Une série qui a eu du mal à s’imposer en France

Retour à la fin des années 1990. Comme tous les lecteurs du vénérable magazine Anime Land, j’avais entendu parler de Jojo’s Bizarre Adventure, une série qui faisait sensation au Japon. Il y était question, semblait-il, de jeunes types avec des pouvoirs farfelus, capables d’invoquer des « stands », des sortes de doubles qui se battent à leur place. L’œuvre était déjà culte et avait inspiré plusieurs mèmes, mais elle restait assez inaccessible en France.

Première édition de Jojo’s Bizarre Adventure chez J’ai lu, en 2002.©Hirohiko Araki / Shûeisha / J’ai Lu

Je me suis donc rué sur la version française du manga, parue chez nous dès janvier 2002. J’ai finalement découvert une édition particulièrement bâclée, même pour les standards de l’époque. Éditeur peu spécialisé dans la BD et encore moins dans le manga, J’ai lu a pourtant été l’importateur de quelques grosses séries (City Hunter, Fly, Captain Tsubasa…). Cependant, le résultat était souvent médiocre ; papier de mauvaise qualité, lettrage illisible ou encore traductions approximatives, il n’est pas étonnant que le label manga de cet éditeur se soit arrêté peu après. Résultat : mon premier contact avec JoJo n’a pas été des plus simples.

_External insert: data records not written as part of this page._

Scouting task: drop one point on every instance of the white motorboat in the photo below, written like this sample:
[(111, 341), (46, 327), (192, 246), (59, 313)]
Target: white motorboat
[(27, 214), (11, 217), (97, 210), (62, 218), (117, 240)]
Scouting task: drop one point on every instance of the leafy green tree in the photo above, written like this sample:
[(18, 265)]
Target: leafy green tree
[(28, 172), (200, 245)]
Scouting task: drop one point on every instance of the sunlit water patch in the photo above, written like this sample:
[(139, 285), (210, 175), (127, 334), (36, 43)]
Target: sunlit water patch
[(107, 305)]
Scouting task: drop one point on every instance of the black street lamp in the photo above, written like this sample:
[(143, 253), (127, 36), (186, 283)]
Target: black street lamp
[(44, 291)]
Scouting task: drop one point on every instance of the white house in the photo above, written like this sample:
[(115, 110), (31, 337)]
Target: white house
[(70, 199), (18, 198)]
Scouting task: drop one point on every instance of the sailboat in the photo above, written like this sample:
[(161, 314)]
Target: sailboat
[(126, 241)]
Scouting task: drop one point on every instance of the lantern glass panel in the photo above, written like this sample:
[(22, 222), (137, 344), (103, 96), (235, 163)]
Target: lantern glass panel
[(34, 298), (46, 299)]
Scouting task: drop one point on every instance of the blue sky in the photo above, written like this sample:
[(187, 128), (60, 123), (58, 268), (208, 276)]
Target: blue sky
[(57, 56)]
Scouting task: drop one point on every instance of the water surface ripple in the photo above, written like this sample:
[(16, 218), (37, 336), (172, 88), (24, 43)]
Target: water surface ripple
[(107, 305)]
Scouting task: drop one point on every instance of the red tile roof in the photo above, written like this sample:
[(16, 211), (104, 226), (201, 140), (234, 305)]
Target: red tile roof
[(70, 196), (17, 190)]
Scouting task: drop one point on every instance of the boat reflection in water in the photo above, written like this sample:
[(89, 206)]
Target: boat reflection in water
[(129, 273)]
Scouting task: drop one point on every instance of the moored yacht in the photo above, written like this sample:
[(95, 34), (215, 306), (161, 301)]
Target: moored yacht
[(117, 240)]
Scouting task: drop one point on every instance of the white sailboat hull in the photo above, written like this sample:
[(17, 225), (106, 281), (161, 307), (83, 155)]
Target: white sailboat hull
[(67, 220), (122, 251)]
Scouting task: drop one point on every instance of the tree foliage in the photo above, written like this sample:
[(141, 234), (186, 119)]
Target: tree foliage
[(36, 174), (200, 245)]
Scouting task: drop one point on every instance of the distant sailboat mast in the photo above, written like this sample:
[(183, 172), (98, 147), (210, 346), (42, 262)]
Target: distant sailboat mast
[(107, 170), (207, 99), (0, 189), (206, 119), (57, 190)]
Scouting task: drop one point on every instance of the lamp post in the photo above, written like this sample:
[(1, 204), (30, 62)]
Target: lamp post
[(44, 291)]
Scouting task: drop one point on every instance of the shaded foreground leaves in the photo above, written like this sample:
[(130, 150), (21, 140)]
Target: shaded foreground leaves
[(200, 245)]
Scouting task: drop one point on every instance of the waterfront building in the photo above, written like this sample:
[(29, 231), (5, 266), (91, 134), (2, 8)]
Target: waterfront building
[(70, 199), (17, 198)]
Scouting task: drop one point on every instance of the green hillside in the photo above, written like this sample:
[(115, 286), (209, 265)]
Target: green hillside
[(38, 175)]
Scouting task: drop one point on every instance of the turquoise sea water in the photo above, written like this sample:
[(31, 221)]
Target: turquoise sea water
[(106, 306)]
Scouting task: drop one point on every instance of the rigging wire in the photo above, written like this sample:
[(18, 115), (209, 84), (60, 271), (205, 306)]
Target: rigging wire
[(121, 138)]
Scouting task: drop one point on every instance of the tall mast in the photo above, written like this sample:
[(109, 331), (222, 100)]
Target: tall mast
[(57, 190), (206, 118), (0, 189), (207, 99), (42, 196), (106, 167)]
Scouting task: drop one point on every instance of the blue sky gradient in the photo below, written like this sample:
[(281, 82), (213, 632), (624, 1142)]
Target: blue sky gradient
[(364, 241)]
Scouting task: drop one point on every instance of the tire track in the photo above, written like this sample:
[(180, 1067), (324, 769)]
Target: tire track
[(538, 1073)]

Dio, le célèbre antagoniste de Jojo’s Bizarre Adventure dans sa version animée de 1993.©A.P.P.P / Declic Image

Ma découverte de sa version animée deux ans plus tard n’a pas été beaucoup plus satisfaisante, puisque la série produite en 1993 par le studio A.P.P.P commence au beau milieu de l’intrigue du manga, et part du principe que vous savez déjà très bien qui est qui et qui fait quoi. J’avais un peu l’impression d’arriver dans une fête commencée depuis longtemps et dont on ne m’avait pas donné le thème.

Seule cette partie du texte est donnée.